We had a situation arise working today at Sam’s Club that got me thinking a bit. We had an employee who was struggling to get grocery store carts into the store when a man in a pickup for whatever reason decided to start verbally lashing out at him. The man in the pickup started calling the employee all sorts of harsh names because the employee was struggling to handle thirty some carts and get them lined up so that he and another employee could move them into the store. According to the two men working carts, the man in the pickup yelled obscenities and attacked the employee’s character. The employee tried to respond professionally to the man’s verbal attacks, but finally reached the point where the two men were close to blows. I saw the incident from about fifty yards away and based upon the non-verbals of our staff person I thought he was going to hit the guy.
I have had a similar case myself working at Sam’s with an individual because normally our prices don’t adjust until after nine am, but for some reason they went up soon after eight. We don’t have any kind of indicators in the shack at the gas station and have to rely upon checking the pumps to see if the prices have changed. In my case, a man was buying diesel fuel and was upset that our listed price was lower than the price on the pumps, because I was not aware of the new price and had not had the time to change the outside listings of prices. In my case, too, this person questioned my intelligence, demanded immediately to see a manager, and then called me an S.O.B. I tried to placate the man, but he continued to go off on me. I have heard of other employees being similarly accosted by customers, too.
The question that I have pondered when this has happened has been one of wondering if these verbal “bullies” think about the fact that if they are verbally abusive to people, somewhere along the line that someone will respond to them in a violent fashion? In the case today, the man who was verbally assaulted was a former corrections officer who knew the takedown tactics taught in the Nebraska Department of Corrections and other fighting techniques. He admitted to me that he was about ready to swing on this person. How do these verbal bullies know that the staff person is not violating company rules and doesn’t have a knife or gun on them and would use the weapon on them?

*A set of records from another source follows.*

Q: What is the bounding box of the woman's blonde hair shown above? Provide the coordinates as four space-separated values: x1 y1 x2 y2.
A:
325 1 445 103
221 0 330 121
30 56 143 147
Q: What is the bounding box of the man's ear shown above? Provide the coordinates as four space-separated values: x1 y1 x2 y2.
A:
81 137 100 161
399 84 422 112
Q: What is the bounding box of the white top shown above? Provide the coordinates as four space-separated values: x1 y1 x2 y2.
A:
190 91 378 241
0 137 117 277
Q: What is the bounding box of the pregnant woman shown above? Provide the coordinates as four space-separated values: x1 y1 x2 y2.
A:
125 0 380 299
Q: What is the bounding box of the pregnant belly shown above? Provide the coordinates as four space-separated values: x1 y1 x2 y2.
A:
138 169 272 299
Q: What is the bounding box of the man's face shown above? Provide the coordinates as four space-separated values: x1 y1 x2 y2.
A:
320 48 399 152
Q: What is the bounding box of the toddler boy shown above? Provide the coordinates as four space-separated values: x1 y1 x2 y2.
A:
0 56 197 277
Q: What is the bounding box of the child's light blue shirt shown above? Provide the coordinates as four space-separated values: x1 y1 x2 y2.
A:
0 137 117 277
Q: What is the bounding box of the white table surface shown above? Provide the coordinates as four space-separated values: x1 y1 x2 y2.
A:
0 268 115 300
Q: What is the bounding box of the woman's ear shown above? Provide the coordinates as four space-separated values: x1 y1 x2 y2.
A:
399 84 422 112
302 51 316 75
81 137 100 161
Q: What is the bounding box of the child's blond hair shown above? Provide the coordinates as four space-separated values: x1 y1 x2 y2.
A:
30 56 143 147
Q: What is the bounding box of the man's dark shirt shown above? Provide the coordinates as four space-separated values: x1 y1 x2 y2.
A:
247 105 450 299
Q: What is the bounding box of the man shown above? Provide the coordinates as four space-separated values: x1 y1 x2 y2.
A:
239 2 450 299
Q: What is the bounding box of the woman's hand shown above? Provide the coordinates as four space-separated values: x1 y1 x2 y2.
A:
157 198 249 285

How do they know that this staff person isn’t going through a rough divorce and is an emotional wreck ready to snap? How do they know if the staff person is about to get fired and figures that they might as well go out with a bang?
It seems the height of stupidity to be aggressive and rude to people whom you don’t know, who are working in low end jobs, who are under a lot of stress. They somehow think that the threat of losing a job is enough deterrent to keep someone from kicking their butt? I just wonder.
One, perhaps unfortunate aspect of our modern culture, is that we don’t allow the obnoxious people to get taught the hard way to show respect to others. We don’t enforce the moral codes like the “Golden Rule” of “doing unto others as you would have done unto you.” I was taught this as a child that you always treat others as or better than you would want to be treated. You speak to ladies whom you are not close friends with as “ma’am”, men whom you are not friends with as “sir,” older adults whom you are familiar with as “Mr., Miss, or Mrs.,” your parents as “Mom & Dad or Mother & Father,” and your grandparents as “grandma and grandpa.” You are to know their personal names, but never refer to them by their personal names. It seems we miss something when civility is not enforced.
It saddens me that politeness is not taught or enforced. The police have too much to do to take aside an obnoxious person and deal with them. Society does not allow individuals to take the law into their own hands, either. Perhaps we would have a better place if each person knows they need to act like a lady or gentleman, and that there were consequences for not behaving properly. Just some thoughts for now.